Cactus
«No puedo decir que apruebe la violencia y
las grescas, pero son parte de la energía que
sacamos», sentenciaba Slash.
Es en las grietas de su volátil personalidad donde
Axl Rose más recuerda a Kurt Cobain. No con los
ridículas pataletas que, unidas a un envejecimiento
no muy de rockstar, han rebajado al cantante de
Guns n’ Roses a poco más que un meme risible en
la actualidad; sino en lo delicado de su bienestar
emocional, con sus picos y valles. A Axl no parecía
funcionarle el tratamiento con sales de litio que tenía
prescrito para mitigar el trastorno bipolar —véase
Lithium, de Nirvana (Nevermind, 1991)—. Igualmente,
se le había puesto de punta su pelirroja cabellera
al saber de la historia de Frances Farmer, biopic
protagonizado por Jessica Lange mediante, una
actriz de la época dorada de Hollywood cuya carrera
se había ido al traste por culpa de su enfermedad
mental y los abismales cambios de humor que de
ella derivaban—véase Frances Farmer Will Have Her
Revenge on Seattle, de Nirvana (In Utero, 1993)—.
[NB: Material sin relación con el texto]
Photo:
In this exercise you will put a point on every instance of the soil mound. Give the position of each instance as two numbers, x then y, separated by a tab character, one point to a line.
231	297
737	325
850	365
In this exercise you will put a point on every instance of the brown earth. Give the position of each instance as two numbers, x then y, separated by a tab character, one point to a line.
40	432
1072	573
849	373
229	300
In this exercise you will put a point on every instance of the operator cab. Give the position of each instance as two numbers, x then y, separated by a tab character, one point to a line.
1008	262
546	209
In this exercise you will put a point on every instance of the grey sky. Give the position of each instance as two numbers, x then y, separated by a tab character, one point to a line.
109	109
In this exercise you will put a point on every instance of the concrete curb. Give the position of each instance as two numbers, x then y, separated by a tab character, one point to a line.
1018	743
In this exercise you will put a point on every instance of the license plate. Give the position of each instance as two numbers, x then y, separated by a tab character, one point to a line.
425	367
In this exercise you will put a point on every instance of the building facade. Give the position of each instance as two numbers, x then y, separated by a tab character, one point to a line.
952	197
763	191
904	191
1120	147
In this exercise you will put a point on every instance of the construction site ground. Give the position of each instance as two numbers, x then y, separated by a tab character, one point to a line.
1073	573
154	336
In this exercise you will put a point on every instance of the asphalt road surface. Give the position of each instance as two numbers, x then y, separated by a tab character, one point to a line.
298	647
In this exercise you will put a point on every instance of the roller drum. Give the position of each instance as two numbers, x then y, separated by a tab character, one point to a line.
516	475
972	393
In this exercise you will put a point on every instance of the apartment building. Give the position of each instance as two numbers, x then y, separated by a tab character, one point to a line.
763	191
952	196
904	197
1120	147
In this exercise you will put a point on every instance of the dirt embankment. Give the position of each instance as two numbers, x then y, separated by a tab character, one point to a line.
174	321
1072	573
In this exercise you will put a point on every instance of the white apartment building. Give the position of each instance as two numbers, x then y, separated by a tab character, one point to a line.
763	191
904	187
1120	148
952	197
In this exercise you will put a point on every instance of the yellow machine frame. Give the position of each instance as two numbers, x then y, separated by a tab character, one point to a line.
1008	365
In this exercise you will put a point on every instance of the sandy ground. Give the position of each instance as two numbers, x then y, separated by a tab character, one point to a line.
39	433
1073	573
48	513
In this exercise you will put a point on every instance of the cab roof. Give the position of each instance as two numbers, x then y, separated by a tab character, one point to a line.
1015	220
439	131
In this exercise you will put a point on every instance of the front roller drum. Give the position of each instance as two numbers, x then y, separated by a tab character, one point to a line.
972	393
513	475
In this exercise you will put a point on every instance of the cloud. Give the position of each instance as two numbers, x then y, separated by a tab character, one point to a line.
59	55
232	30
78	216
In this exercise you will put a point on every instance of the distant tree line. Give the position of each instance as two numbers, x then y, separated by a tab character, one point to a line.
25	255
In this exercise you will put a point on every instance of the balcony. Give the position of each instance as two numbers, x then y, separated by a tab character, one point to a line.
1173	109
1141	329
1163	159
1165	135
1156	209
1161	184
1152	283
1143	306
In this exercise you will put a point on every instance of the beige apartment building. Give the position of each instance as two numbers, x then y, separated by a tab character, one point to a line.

En 1988 Axl Rose ya tenía compuesta su balada
grandilocuente November Rain (Use Your Illusion
I, 1991). «Como no se haga una buena grabación,
dejo la música», fue su amenaza nunca cumplida.
Mientras Rose canalizaba sus inseguridades en
ira, a Cobain le suponían un infierno de tendencias
autodestructivas. Si el líder de Nirvana no podía
soportar algo, era sentirse humillado, lo que se
convirtió en un escollo infranqueable durante
su ascenso al éxito. La reiterada idea de que
Kurt Cobain detestaba la fama y eso le llevó a su
desilusión vital es bien matizable. En verdad, Cobain
siempre fue —«desde los siete años», según dice en
sus diarios y su nota de suicidio— un misántropo
depresivo. En verdad, Cobain siempre quiso triunfar
en la música, porque era el único modo de expresión
válido que encontró.
Si Cobain hubiera nacido veinte o treinta años
más tarde, probablemente habría encontrado solaz
artístico en crear contenido gráfico para internet, a
juzgar por los dibujos y tiras cómicas que dibujaba
en sus cuadernos. Pero le tocó ser un niño de la
Generación X, hijo de unos padres que fueron los
primeros de todo el vecindario en divorciarse.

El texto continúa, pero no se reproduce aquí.